PETA and Fur



Nobody cares about fur Peta.  The only people who wear fur are pimps, rappers, Aretha Franklin, rich old white ladies and Lindsey Lohan.  That is about 25 people out of 3 billion.  Can you focus your hunger anger somewhere else?  It is not like Target has a fur coat section right next to the patio furniture department.  The fact is you have to be either super rich or a varmint hunter to wear fur.  Who is Lindsay Lohan hurting?  Maybe half of a chinchilla at the most gives it up for her skinny ass.  Peta gets even by throwing a bag of flour on her.  That is just mean.  Poor Lindsay’s cocaine nose has been twitching like the Bewitched lady for the last week because of you.  I wish that little boy she hangs with had put his foot up your ass.  Just mind your damn business and eat something.

Why do I care?  I really don’t.  I’m actually on Peta’s side in that Lindsey should not wear so much clothing in the first place.  I do not wear fur mainly because there are not enough rats in Harlem to outfit me in a coat.  If you really care about these animals, go after your neighborhood pimp.  Throw flour in his face.  Go after Snoop or the surviving members of WuTang.  See what happens to you when Snoop busts out his pimp hand.  I just want you to quit crying every time I eat brunch and stay away from my family sized bucket of chicken.  Unlike that little boy, I will put my foot up your ass.

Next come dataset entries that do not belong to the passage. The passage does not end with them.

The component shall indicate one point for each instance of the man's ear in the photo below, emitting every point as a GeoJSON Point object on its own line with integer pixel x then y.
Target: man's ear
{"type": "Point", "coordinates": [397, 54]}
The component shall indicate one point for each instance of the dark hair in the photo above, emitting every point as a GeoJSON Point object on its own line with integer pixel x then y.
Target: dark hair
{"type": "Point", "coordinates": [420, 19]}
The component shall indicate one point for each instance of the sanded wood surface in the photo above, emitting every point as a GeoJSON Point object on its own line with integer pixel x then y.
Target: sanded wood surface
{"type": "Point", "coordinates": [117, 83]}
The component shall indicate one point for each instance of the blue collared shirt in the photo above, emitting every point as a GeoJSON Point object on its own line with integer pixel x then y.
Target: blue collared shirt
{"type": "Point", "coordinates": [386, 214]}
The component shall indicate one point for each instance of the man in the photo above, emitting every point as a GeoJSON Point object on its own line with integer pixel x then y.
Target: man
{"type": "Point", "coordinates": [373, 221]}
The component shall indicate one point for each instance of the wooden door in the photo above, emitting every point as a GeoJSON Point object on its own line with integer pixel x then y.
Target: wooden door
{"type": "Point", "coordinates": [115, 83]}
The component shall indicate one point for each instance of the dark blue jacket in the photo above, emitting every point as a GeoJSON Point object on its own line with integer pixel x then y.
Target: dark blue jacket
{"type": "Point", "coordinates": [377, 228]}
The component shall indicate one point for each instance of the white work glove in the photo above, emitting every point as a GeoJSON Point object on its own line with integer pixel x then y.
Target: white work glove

4 Responses to “PETA and Fur”

  1. This cracks me up. I actually want to like PETA, I do…but they’re so over the top with their hatred that I can’t. They’ve kicked themselves in the ass with their ridiculous stunts, and to real animal lovers like me, they’ve become a freaking joke.

    Oh, and great site.

  2. You don’t have to be rich to wear fur, but it does help to be employed. Many furriers have lay-away options for the middle-class shopper.

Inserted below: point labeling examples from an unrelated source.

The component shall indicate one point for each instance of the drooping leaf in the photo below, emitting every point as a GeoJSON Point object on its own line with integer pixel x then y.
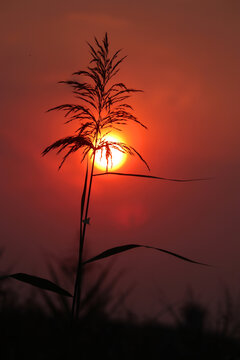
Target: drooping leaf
{"type": "Point", "coordinates": [122, 248]}
{"type": "Point", "coordinates": [38, 282]}
{"type": "Point", "coordinates": [151, 177]}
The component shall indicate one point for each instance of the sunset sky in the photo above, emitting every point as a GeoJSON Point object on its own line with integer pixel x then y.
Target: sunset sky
{"type": "Point", "coordinates": [184, 55]}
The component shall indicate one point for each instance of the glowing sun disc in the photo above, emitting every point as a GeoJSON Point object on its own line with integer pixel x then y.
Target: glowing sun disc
{"type": "Point", "coordinates": [118, 158]}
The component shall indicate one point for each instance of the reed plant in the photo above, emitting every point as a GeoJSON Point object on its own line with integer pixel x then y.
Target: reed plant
{"type": "Point", "coordinates": [102, 107]}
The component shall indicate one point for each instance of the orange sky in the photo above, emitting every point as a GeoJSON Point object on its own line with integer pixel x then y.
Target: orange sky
{"type": "Point", "coordinates": [185, 56]}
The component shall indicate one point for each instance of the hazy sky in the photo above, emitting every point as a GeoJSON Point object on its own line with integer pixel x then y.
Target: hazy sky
{"type": "Point", "coordinates": [185, 55]}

  3. Fur is such an easy target. Most people can’t afford to wear it. Yes, a middle class person could afford a fur coat on layaway but most don’t choose to do so anymore. Back in the day it was common for middle class women to save up for a fur coat (my lovely grandmother included) but not so much these days when sweatpants ad Uggs are considered a fashion statement. It seems pathetic for a bunch of 20-somethings who couldn’t afford a mink coat anyway to attack a 70-something woman because she’s wearing her 15-year-old mink that she wears to church and the symphony. Try attacking leather wearing bikers and see how long you live. I’m ambivalent about fur, but it does seem sour grapes to me, specifically attacking fur after just generally talking to people who worked in slaughterhouses. Carpets are made by children chained to looms. And all those diehard countercultural types are supporting murder and torture in Mexico by smoking marijuana

  4. I love REAL fur!!! My wife wears fur and will always wear it. She nor I will be made to feel guilty either. I hunt, wear leather, eat meat and love fur!!!